Здесь Вы очень рельефно рисуете образы двух лагерных начальников — Сидоренко, начальника лагпункта, в прошлом будёновского конника, из породы таких людей, кого в былое время называли «слуга царю, отец солдатам», и оперуполномоченного — дотошного законника, рафинированного сноба и циника Долинского.
В их взаимоотношениях дело доходит до конфликта. Но уж больно причудливо, неестественно разыгрывается у Вас этот конфликт. Сидоренко «вытащил со склада лагерного обмундирования свою дочь, студентку Надю, а вслед за этим приведённая им оперша выволокла оттуда за шиворот и своего супруга». (Кстати говоря, на Надю, хотя она и не действует в повествовании, но так, как она описана, это не похоже.) Казалось бы, Сидоренко получил козыри в руки против Долинского. Но не тут-то было. Долинский угробляет Сидоренко, сажает его в лагерь, а потом почему-то усиленно добивается его амнистирования. Это уж совсем по-семейному, по-домашнему.
И опять изворот: Сидоренко не принимает амнистии, требует реабилитации. Не верится в такой изворот. В этой связи вспоминается, что даже в царское время амнистия не воспринималась как что-то зазорное, кладущее пятно на честь и совесть освобождаемого. Презрение обычно вызывали «помилованцы» — те, которые выходили на свободу по прошению о помиловании.
Чрезмерным увлечением тем, что происходит на нижних этажах человеческой натуры, и пристрастием к внешним эффектам отдаёт у Вас изображение несусветной любви цыганки Маши к цыгану Ивану.
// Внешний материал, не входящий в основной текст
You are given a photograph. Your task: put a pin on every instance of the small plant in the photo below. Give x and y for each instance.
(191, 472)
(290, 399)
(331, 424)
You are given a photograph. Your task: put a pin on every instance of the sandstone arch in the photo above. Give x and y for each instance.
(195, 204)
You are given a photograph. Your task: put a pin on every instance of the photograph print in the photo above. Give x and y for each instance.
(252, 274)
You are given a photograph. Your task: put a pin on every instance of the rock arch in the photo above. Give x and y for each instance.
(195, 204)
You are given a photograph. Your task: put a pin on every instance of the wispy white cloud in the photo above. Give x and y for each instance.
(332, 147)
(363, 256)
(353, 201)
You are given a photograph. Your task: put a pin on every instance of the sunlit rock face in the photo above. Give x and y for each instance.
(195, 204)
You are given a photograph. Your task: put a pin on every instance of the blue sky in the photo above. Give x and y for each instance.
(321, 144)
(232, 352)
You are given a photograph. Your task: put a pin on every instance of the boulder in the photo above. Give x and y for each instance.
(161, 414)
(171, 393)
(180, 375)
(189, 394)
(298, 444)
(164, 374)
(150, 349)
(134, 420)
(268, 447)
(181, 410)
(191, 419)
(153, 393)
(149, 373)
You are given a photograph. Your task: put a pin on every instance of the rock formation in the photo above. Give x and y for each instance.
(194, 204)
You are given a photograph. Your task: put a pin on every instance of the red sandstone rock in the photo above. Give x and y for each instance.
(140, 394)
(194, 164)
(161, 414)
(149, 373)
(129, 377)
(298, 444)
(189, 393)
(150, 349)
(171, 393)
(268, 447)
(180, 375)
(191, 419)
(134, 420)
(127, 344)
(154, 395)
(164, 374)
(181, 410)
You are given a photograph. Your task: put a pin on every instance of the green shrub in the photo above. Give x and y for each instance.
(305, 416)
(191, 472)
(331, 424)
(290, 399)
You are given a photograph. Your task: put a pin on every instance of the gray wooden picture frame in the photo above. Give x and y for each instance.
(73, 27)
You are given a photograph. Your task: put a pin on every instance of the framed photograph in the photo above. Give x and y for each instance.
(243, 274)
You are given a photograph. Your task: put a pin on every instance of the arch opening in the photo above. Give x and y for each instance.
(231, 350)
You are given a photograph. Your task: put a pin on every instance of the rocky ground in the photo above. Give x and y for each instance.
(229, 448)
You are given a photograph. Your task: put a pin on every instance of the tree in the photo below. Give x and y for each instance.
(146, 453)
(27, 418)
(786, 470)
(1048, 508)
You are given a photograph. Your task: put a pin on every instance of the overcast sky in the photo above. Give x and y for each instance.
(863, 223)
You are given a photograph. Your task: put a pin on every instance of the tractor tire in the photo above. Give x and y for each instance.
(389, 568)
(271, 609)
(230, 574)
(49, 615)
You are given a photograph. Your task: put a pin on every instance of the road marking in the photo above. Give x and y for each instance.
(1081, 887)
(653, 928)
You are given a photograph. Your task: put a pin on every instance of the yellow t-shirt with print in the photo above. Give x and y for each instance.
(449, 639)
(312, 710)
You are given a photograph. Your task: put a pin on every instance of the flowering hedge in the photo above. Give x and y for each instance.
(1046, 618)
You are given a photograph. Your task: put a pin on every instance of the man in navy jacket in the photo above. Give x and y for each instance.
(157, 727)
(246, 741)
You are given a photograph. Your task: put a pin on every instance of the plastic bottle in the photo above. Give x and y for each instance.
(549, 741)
Всё с себя скинула, продала за наволочку махорки, голая распинает себя на печке, чтобы согреться, перед тем как пуститься ползком по огневой дорожке, где стреляют со сторожевой вышки без предупреждения, — лишь бы доползти до штрафного барака, где сидит Иван, и передать ему махорку.
И такая любовь приводит в умиление Вашего героя-рас-сказчика, и на этом примере, можно сказать, воспитывает он Татьяну Сенину, осуждённую по несправедливому обвинению в проституции, и тем самым толкает её в объятия своего помощника Студента, охочего до срывания «цветов удовольствия».
Излишними представляются мне эти эпизоды в Ваших автобиографических записках. Хорошо говорил на этот счёт А.М. Горький в одном из своих писем к поэту Дм. Семёновскому: «Любая чрезмерность — верный признак упадка стиля: будь то чрезмерность украшений или чрезмерность наготы».
Неладам с чувством меры сопутствуют у Вас нелады с чувством историзма. Со слов таких многолетних «сидельцев», тоже со стажем почти в двадцать лет (Тодорский, Ла-зуркина, Матунивская), знаю, как глубоко культ личности проникал и за колючую проволоку, как заключённые и в майские и в октябрьские дни выкрикивали в окна лозунги и вывешивали плакаты в честь культа. А вот Татьяна Сенина у Вас пятикратно — и это в 1943 году, когда по всем фронтам гремело: «За Родину, за Сталина!» — выходит с написанным на полотенце призывом: «Долой Сталина!», и тот же Сидоренко из побуждений аморфного человеколюбия всячески вызволяет её.
Неправдоподобно всё это выглядит, так же как и задушевные беседы в условиях того времени героя-рассказчика с Сидоренко о «новом порядке», о «незримом царстве», о «системе Сталина-Долинского» в противопоставлении его «вождю Сталину».
Не вдаваясь в излишние сетования по этому вопросу, сознавая, что наше, старшее, поколение большевиков совершило крупную историческую ошибку (имею в виду, что оно недостаточно учло завещание Ленина — его письмо от 25 декабря 1922 г., в котором шла речь о недостатках Сталина, о том, что, сосредоточив в своих руках необъятную власть, он может злоупотребить ею), скажу только, что жестокостями и оголтелостями, мерзопакостями произвола периода культа личности далеко не исчерпывается содержание «нашего недавнего прошлого», тридцатых и сороковых годов нашего века, исполненных трудового энтузиазма предвоенных лет, насыщенного беспримерным героизмом лихолетья Великой Отечественной и сопряжённых с неимоверными восстановительными трудностями послевоенных лет.